New Zealand and China concluded negotiations for the upgraded FTA in November 2019. It is yet to be passed by the New Zealand government and currently is at the stage where submissions from the public are being heard.
In 2017 the former New Zealand government signed a Memorandum of Arrangement (MOA) with the Chinese regime to develop a plan for New Zealand to join the BRI within 18 months.
The MOA was delayed when the former government lost the election.
However, Prime Minister Jacinda Ardern noted in a speech in April 2019 that she discussed the Belt and Road Initiative with Li Keqiang, China’s premier, during her state visit to the communist nation in 2019.
At the same time, David Parker, the minister for trade and export growth, attended the Belt and Road Forum hosted by CCP leader Xi Jinping in Beijing in April 2019.
After attending the conference, Parker said: “The Belt and Road Forum provided a further opportunity for China and New Zealand to discuss possible avenues and opportunities for effective, transparent cooperation under a Belt and Road work plan.”
US Warns Five Eyes Allies Against BRI
U.S. Secretary of State Mike Pompeo declared in May that the United States would disconnect from any partner that it saw as putting at risk its national interests—including by signing up to the BRI.
In an interview on SkyNews, Pompeo warned Australia and its Five Eyes allies to look very closely at BRI agreements.

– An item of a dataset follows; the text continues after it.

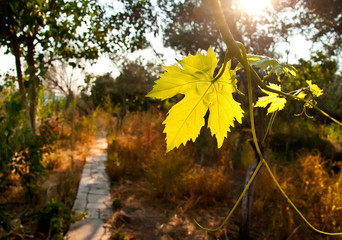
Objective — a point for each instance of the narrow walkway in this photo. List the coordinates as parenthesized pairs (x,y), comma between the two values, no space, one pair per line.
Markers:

“There’s often money loaned at concessional rates or conditions placed in the debt documents or government concessions that have to be made to the Chinese Communist Party to get those Belt and Road Initiative projects built. Those present real risk—real risk to the people in that region, a real risk to your country,” Pompeo said.
Currently, a representative from the New Zealand Ministry for Foreign Affairs and Trade confirmed to The Epoch Times on Sept. 29 that New Zealand officials are still continuing to talk to their Chinese counterparts about the BRI and how it could benefit New Zealand especially around cooperation on international trade and environment initiatives.